Lord Deben said the situation is "catastrophic" but if you scare the public "you don't get people to act".
Instead they say "drink and be merry, for tomorrow we die", he told a group of Senedd members.
Lord Deben chairs an independent committee, external advising the UK and devolved governments on emissions cuts.
He was giving evidence to the Welsh Parliament's climate change committee.
Last month a landmark UN scientific report warned of increasingly extreme heatwaves, droughts and flooding, and a key temperature limit being broken in just over a decade.
But there is hope that deep cuts in emissions of greenhouse gases could stabilise rising temperatures.

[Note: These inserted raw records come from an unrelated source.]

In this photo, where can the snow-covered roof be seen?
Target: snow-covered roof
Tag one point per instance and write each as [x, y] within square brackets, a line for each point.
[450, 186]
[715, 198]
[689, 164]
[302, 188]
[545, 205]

Lord Deben told the committee on Thursday that you have to be "willing to say thank you" for the progress made in the UK over the past decade and "generous in praise for what is being done" now to tackle climate change.
"Then say, 'actually, it isn't enough but we can do what is enough'," he said.
He said the cost of changing behaviour to cut emissions was less than one per cent of the UK's economic output and "perfectly doable", with the private sector having "huge sums of money available".
Lord Deben, environment minister under John Major's government in the 1990s, said the biggest question was making sure the transition "is a fair one, so that it doesn't weigh heavily on those least able to pay" the extra costs involved.
He also expressed fears that the whole of the UK was not developing the skills needed to take advantage of the opportunities of the economic changes that were coming.
"I have a horrible feeling that we're going to have a lot of green jobs and nobody to fill them," he said.
Lord Deben said there was a "real opportunity for Wales to be a leader on this "because of the enormous history of education being held as such a prized thing in Wales, because it was the way you got out of circumstances you didn't like - you worked your way through and education was crucial".
The UK is hosting a summit next month seen as crucial if climate change is to be brought under control.
At COP26, in Glasgow, leaders from 196 countries will be asked to agree action to limit climate change and its effects, including rising sea levels and extreme weather.